Through the lens of its central relationship between Danny (Thanassis Petropoulos) and Stella (Iro Bezou), eccentric Greek rom-com Kissing? offers an unconventional take on modern life and love. Presenting an out-of-chronology series of encounters and conversations between its perpetually analytical and ennui-ridden young men and women, writer-director Yannis Korres observes the changing nature of human connections in our pop culture-infused era.
Speaking to FilmDoo, Korres offers some context on his directorial debut.
What were your intentions when you first came into this film?
What I always had in mind, mostly while writing the film, was my generation’s confusion on relationships. Keep in mind that Kissing? is a film about people in their 30s, people who are mostly unemployed and unable to look at the future in any optimistic way. At the same time, they are part of a generation that’s all about itself, in many ways a selfie generation, since the ways we communicate or even fall in love have changed vastly in the last few years.
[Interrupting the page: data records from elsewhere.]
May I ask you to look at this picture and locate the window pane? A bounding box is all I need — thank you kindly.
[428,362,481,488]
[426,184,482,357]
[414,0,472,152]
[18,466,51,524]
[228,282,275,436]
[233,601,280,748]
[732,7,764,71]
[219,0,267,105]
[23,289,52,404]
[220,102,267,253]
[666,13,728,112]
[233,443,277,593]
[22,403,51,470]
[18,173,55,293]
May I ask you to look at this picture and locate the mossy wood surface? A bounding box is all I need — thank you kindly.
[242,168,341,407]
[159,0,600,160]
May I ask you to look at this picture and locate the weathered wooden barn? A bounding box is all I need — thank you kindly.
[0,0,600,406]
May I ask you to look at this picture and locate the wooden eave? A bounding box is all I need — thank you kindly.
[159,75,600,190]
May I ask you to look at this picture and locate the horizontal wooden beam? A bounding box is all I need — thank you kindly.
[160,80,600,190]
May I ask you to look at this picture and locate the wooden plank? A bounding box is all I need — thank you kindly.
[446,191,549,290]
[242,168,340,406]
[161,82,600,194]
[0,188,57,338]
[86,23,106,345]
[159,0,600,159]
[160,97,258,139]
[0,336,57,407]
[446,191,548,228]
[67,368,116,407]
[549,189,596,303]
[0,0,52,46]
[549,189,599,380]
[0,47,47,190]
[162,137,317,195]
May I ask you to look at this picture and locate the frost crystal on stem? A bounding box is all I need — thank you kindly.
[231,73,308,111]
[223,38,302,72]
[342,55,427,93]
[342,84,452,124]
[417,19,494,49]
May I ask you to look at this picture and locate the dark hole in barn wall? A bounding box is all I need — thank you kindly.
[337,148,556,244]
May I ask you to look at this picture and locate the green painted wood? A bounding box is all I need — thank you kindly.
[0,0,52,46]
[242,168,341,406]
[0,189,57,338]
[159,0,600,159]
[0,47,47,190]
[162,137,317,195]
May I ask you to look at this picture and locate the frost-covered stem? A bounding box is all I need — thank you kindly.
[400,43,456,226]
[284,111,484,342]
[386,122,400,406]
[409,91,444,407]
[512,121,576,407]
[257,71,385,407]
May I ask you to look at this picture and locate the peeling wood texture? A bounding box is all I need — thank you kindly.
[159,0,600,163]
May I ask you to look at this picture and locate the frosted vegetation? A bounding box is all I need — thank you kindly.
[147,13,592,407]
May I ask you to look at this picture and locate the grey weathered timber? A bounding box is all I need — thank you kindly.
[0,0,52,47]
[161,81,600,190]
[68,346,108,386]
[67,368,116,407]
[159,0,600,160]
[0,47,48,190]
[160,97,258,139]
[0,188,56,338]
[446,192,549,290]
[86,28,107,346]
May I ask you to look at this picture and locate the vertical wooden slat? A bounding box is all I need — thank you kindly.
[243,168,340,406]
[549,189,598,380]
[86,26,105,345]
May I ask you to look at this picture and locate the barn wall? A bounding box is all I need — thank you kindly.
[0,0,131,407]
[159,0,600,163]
And finally we’re talking about a generation that’s relatively fresh and hasn’t left its mark on the world so it’s yet to be properly defined. That seemed like a great subject to explore.
Did you draw from any personal experience?
I did when I was writing the film. But since we started to rehearse (and we rehearsed for almost four months) I decided to open it up as much as I could. So what you see is only partly drawn from personal experience. A big part of the finished film is based on conversations we had and experiences we shared with the actors and improvisation.
Was there a lot of improvisation involved?
There was. During rehearsal we did some improvisation in almost every scene. Either using the script as it was but changing the approach or the condition of the characters or straying from the script and trying to dig deeper into the characters. At the finished film, the scenes with Achilles that tie everything together are a product of a well rehearsed and tightly constructed improvisation, but most of the rest of the scenes have some impo elements in them. That was not my initial intention but the more I worked with all these amazing actors, the more I understood that they had plenty to offer.
Are the film’s more abstract passages of dialogue inspired by any recent changes or cultural elements in Greek society? Or would your say that these are more universal concerns that the film is discussing?
These conversations came up during some improvisations we did when rehearsing. I think the themes they talk about are obviously important but what we worked on in rehearsal and later in the editing was the dynamics between the characters and the way they react and interact with each other during this long scene. In other words, it’s not so much about the actual text but about the way the characters are gradually revealed and explored through it.
Elements of Kissing? remind me of the films of the French New Wave from directors like Godard and Truffaut. Is this a period of cinema that influences your work?
That’s true. Godard, Truffaut and most of the Nouvelle Vague directors are a great influence on me. While I didn’t use anything specific from these films (at least knowingly) there’s a sense of freedom these directors brought to the game that I always try to keep in mind. That being said, people like Albert Brooks, Hal Hartley and Howard Hawks were also big influences on the film.
What are you working on now?
I’m currently working on my second feature film by the title Girl Without Clothes. It’s a drama about the end of youth and the theme of loss. It was part of last year’s Crossroads Co-Production Forum of the Thessaloniki International Film Festival and we are currently waiting to be evaluated for funding by the two national funding platforms in Greece (Greek Film Center and ERT) in order to get things going.